Reputation: 5737
Document count: 4 Billion
disc size : 2 TB
Primary: 5
replica: 2
master node : 3
data node: 4 * [16cpu and 64GB ram]
heap size: 30GB
mlock enable : true
It takes up to 3 minutes to respond to aggregation queries. On subsequent request, it caches and speeds things up. Is there a way to speed the aggregation on the first query?
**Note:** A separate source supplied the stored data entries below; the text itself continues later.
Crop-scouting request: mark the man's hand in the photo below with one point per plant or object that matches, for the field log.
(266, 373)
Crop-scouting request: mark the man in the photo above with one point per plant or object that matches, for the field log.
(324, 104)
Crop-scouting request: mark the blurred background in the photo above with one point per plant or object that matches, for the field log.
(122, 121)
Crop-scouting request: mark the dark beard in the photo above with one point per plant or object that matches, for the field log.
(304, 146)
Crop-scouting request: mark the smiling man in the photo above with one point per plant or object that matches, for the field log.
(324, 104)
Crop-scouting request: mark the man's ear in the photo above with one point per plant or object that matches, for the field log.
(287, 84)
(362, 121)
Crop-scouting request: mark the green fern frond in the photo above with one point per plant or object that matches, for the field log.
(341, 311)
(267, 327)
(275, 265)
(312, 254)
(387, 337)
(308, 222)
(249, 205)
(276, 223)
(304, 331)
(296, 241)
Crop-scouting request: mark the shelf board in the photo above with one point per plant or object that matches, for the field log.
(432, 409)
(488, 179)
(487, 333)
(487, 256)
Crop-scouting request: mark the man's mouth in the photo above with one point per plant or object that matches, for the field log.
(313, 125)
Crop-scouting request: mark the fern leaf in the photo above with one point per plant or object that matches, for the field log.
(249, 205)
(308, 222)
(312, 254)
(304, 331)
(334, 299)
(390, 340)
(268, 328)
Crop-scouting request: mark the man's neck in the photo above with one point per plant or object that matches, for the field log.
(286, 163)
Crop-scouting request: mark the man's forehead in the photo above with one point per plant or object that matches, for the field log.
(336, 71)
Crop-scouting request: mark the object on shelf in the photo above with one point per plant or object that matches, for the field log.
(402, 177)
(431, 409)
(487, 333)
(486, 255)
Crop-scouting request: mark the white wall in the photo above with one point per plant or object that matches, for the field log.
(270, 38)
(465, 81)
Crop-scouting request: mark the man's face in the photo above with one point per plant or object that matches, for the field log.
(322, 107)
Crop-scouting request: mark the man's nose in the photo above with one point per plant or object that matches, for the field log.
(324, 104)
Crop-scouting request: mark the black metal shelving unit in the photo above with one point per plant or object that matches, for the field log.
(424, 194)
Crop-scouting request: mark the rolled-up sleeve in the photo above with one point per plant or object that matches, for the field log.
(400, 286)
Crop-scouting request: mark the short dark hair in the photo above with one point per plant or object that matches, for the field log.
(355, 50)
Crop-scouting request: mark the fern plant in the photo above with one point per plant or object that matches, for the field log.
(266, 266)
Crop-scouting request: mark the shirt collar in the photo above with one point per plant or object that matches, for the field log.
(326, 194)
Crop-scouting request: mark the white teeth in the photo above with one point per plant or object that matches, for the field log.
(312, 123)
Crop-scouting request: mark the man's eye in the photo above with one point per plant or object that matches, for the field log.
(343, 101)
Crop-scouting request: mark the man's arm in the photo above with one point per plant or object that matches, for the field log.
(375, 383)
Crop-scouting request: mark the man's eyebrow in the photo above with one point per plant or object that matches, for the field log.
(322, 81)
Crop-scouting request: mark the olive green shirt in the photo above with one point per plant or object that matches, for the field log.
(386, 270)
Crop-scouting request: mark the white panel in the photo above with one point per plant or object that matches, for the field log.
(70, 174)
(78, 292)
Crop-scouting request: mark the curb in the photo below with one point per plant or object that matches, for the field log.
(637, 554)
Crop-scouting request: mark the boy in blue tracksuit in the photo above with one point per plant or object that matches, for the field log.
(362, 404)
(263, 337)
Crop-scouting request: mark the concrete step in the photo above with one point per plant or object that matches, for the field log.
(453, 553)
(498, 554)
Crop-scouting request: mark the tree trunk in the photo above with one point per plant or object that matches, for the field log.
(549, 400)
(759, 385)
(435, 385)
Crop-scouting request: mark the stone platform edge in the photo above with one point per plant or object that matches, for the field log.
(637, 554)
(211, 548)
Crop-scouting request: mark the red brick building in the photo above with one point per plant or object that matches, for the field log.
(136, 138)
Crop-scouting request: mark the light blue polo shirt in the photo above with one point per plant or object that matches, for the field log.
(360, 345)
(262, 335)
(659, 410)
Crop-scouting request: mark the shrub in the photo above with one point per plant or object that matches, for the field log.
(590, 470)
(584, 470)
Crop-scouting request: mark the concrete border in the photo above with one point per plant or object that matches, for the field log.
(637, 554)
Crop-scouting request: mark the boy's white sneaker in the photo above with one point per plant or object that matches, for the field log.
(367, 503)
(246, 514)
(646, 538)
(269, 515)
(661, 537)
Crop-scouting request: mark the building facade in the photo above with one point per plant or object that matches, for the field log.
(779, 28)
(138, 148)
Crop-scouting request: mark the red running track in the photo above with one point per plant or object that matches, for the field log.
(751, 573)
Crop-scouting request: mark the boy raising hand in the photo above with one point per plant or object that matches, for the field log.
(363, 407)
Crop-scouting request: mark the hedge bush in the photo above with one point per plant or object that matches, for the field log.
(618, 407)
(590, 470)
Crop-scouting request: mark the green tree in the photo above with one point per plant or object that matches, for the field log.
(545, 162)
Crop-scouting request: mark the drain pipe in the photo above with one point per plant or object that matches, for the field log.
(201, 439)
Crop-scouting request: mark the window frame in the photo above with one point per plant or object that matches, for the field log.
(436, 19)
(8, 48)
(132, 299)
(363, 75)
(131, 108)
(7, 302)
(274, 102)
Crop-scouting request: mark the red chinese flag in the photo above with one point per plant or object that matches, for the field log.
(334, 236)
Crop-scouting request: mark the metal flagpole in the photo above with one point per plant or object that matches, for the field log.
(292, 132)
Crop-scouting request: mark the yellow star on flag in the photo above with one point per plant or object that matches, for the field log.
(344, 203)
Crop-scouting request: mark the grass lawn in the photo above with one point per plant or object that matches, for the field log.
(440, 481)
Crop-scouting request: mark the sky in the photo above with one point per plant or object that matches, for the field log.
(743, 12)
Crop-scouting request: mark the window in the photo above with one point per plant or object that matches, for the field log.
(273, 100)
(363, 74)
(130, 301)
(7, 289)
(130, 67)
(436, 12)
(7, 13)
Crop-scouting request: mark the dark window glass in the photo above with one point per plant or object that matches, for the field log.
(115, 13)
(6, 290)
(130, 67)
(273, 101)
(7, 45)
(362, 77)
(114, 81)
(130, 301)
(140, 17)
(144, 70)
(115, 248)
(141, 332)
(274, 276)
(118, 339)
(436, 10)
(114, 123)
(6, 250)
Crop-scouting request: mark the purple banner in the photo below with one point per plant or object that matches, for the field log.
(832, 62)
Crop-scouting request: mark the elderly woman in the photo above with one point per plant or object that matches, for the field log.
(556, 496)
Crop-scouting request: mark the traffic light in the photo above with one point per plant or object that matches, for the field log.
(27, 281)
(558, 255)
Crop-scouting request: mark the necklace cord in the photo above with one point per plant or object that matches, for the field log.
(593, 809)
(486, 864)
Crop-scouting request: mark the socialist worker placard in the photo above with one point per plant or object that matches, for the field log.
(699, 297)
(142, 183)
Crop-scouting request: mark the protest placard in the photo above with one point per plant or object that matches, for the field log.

Example aggregation query:
{
"query": {
"bool": {
"must": [],
"must_not": [],
"should": []
}
},
"size": 0,
"aggs": {
"agg_;COUNT_ROWS;5d8b0621690e727ff775d4ed": {
"terms": {
"field": "feild1.keyword",
"size": 10000,
"shard_size": 100,
"order": {
"_term": "asc"
}
},
"aggs": {
"agg_;COUNT_ROWS;5d8b0621690e727ff775d4ec": {
"terms": {
"field": "feild2.keyword",
"size": 30,
"shard_size": 100,
"order": {
"_term": "asc"
}
},
"aggs": {
"agg_HouseHold;COUNT_DISTINCT": {
"cardinality": {
"field": "feild3.keyword",
"precision_threshold": 40000
}
}
}
}
}
}
}
}
Upvotes: 0
Views: 810
Reputation: 1855
If I understand right, you are running the query on a single instance, with a total of 15 shards, 5 of which are primaries. The first terms
aggregation have a size of 10,000. that is a high number that effects performance. consider moving to composite-aggregation in order to use pagination and not to try to squeeze it to a huge response.
Also, the shard_size
doesn't make much sense to me, as you only query 5 shards, and asking for 10,000 results - bringing 100 results from 5 shards would yield 500 results, which is not enough. I would drop this shard_size
param, or set a higher value in order for it to make sense.
Upvotes: 1